Até o momento, o MPF já apresentou 27 ações penais em razão de crimes contra os direitos humanos praticados no período da ditadura, resultados de trabalho de investigação sério, técnico e responsável desenvolvido por procuradores da República nas cidades de São Paulo, Rio de Janeiro, Petrópolis, Marabá e Rio Verde.

O MPF também critica a alegação do magistrado de que os direitos humanos não podem ser “meros pretextos para dar vantagens a minorias selecionadas que servem aos interesses globalistas”. Para os procuradores, o magistrado desconsiderou as provas apresentadas pela acusação e desqualificou o valor probatório da palavra da própria vítima nos crimes sexuais, ao afirmar que o fato só foi relatado após oito anos do ocorrido e que a vítima do estupro havia sido condenada criminalmente, como se a condenação pudesse justificar a conduta criminosa.

Estupro e tortura na Casa da Morte

Militares sequestraram Inês Etienne Romeu na cidade de São Paulo, mantendo a vítima em cativeiro, e a levaram no dia 8 de maio de 1971 para a “Casa da Morte”, um centro de prisão e tortura clandestino situado na Rua Arthur Barbosa, n.668, em Petrópolis, estado do Rio de Janeiro. Na época, ela era dirigente das organizações Vanguarda Popular Revolucionária – VPR, VAR-Palmares e Polop.

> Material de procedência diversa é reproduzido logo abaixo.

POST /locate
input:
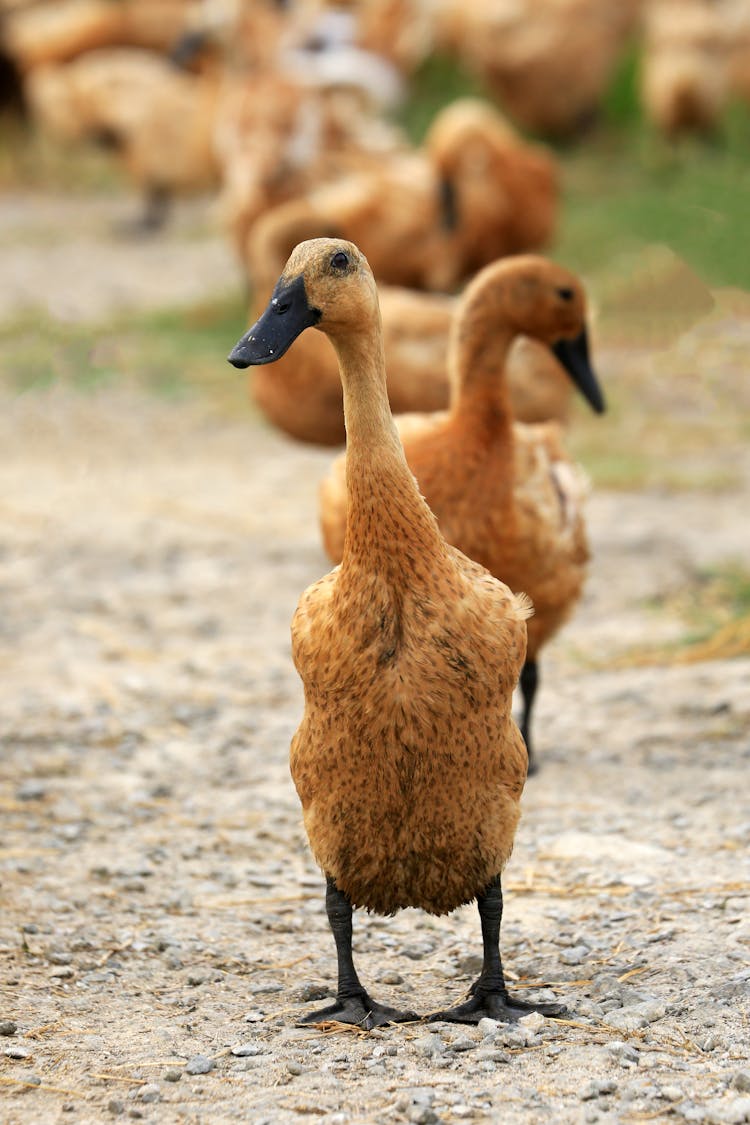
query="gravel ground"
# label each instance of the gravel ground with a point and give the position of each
(162, 923)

Entre 7 de julho e 11 de agosto de 1971, Camarão manteve a vítima contra sua vontade dentro do centro ilegal de detenção, ameaçando-a, afirmando que a mataria, e utilizando recursos que tornaram impossível a defesa da vítima.
O MPF conseguiu chegar ao caseiro da “Casa da Morte” graças a documentos coletados em busca e apreensão na casa do falecido tenente coronel Paulo Malhães. É que a agenda do militar morto trazia a anotação “Camarão”, acompanhada de um telefone fixo. A partir daí se seguiram diversas diligências investigativas que culminaram com a identificação, localização (“Camarão” estava escondido do MPF no interior do Ceará) e a tomada do depoimento do acusado.

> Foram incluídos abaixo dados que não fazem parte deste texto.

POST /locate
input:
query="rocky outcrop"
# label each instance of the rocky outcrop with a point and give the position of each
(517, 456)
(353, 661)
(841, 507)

Além das torturas reconhecidamente aplicadas como padrão aos presos políticos no regime militar (choques elétricos, pau de arara, cadeira do dragão, espancamento), Inês ainda sofreu com a maldade de seus carcereiros, que a maltratavam apenas para seu divertimento. No inverno de Petrópolis, onde a temperatura podia chegar a menos de 10°C, era obrigada pelos carcereiros a deitar nua no cimento molhado.

A condição psicológica da vítima levou-a a tentar tirar a própria vida por quatro vezes. Após o período na “Casa da Morte”, Inês Etienne Romeu foi ainda presa em outros lugares. Seu encarceramento somente terminou em agosto de 1979.

O MPF ouviu a vítima em 2013, ocasião em que Inês Etienne Romeu reconheceu, pela primeira vez, a foto do acusado Antonio Waneir Pinheiro Lima como sendo o “Camarão” da Casa da Morte.